ForensicFormer: Hierarchical Multi-Scale Reasoning for Cross-Domain Image Forgery Detection
Hema Hariharan Samson
TL;DR
Cross-domain forgery detection remains challenging as AI-generated imagery evades traditional forensic cues. ForensicFormer integrates three parallel feature streams (low-level frequency/noise, mid-level boundary, high-level semantic plausibility) with hierarchical cross-attention fusion and a triad of task heads (classification, localization, manipulation-type) trained through staged and adversarial strategies. It achieves a cross-domain average accuracy of $86.8\%$ across seven datasets, $0.76$ F1 for pixel-level localization, and robust performance under aggressive JPEG compression ($83\%$ at $Q=70$) while providing interpretable attention maps that align with forensic reasoning.
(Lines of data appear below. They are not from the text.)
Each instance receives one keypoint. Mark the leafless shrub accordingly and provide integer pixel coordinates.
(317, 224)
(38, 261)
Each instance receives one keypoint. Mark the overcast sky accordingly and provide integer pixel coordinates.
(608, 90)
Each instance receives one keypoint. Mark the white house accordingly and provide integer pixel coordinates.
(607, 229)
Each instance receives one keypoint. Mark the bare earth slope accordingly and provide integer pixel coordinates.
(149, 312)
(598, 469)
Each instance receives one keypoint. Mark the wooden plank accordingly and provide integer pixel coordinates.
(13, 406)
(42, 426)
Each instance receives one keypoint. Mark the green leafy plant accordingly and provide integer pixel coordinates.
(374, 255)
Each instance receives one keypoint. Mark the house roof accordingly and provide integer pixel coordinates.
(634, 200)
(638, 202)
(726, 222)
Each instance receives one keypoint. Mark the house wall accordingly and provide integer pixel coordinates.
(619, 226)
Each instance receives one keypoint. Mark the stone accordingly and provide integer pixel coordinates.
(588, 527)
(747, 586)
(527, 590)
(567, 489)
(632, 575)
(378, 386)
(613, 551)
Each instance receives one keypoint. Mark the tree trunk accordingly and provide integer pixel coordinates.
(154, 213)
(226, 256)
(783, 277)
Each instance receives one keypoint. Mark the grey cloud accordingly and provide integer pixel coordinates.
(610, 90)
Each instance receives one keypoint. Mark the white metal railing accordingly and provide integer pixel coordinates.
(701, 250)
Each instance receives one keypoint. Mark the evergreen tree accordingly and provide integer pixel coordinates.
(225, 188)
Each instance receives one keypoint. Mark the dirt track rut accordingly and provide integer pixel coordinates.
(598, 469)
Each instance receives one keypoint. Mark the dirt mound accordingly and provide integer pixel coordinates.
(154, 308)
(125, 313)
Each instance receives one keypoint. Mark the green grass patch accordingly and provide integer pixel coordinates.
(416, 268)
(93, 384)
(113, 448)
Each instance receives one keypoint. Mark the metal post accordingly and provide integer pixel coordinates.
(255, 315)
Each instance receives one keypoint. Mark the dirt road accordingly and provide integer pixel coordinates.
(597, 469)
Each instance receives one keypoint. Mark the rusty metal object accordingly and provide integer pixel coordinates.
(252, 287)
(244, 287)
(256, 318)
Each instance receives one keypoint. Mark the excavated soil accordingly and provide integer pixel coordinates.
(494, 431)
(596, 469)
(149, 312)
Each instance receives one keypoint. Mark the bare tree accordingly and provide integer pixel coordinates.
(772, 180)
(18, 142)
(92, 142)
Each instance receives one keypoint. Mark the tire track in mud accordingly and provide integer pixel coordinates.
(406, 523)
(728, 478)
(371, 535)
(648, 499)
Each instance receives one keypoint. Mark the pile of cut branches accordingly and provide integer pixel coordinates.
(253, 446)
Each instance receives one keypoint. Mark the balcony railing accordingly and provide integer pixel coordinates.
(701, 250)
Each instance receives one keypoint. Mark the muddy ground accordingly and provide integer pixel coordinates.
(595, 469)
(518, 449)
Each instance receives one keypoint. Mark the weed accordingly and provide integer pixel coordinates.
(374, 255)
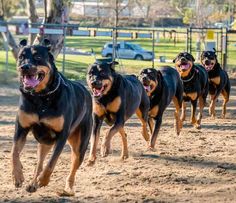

By bridging classical image forensics and modern deep learning, the approach offers a scalable, explainable solution for real-world deployment where manipulation techniques evolve.
Abstract
The proliferation of AI-generated imagery and sophisticated editing tools has rendered traditional forensic methods ineffective for cross-domain forgery detection. We present ForensicFormer, a hierarchical multi-scale framework that unifies low-level artifact detection, mid-level boundary analysis, and high-level semantic reasoning via cross-attention transformers. Unlike prior single-paradigm approaches, which achieve <75% accuracy on out-of-distribution datasets, our method maintains 86.8% average accuracy across seven diverse test sets, spanning traditional manipulations, GAN-generated images, and diffusion model outputs - a significant improvement over state-of-the-art universal detectors. We demonstrate superior robustness to JPEG compression (83% accuracy at Q=70 vs. 66% for baselines) and provide pixel-level forgery localization with a 0.76 F1-score. Extensive ablation studies validate that each hierarchical component contributes 4-10% accuracy improvement, and qualitative analysis reveals interpretable forensic features aligned with human expert reasoning. Our work bridges classical image forensics and modern deep learning, offering a practical solution for real-world deployment where manipulation techniques are unknown a priori.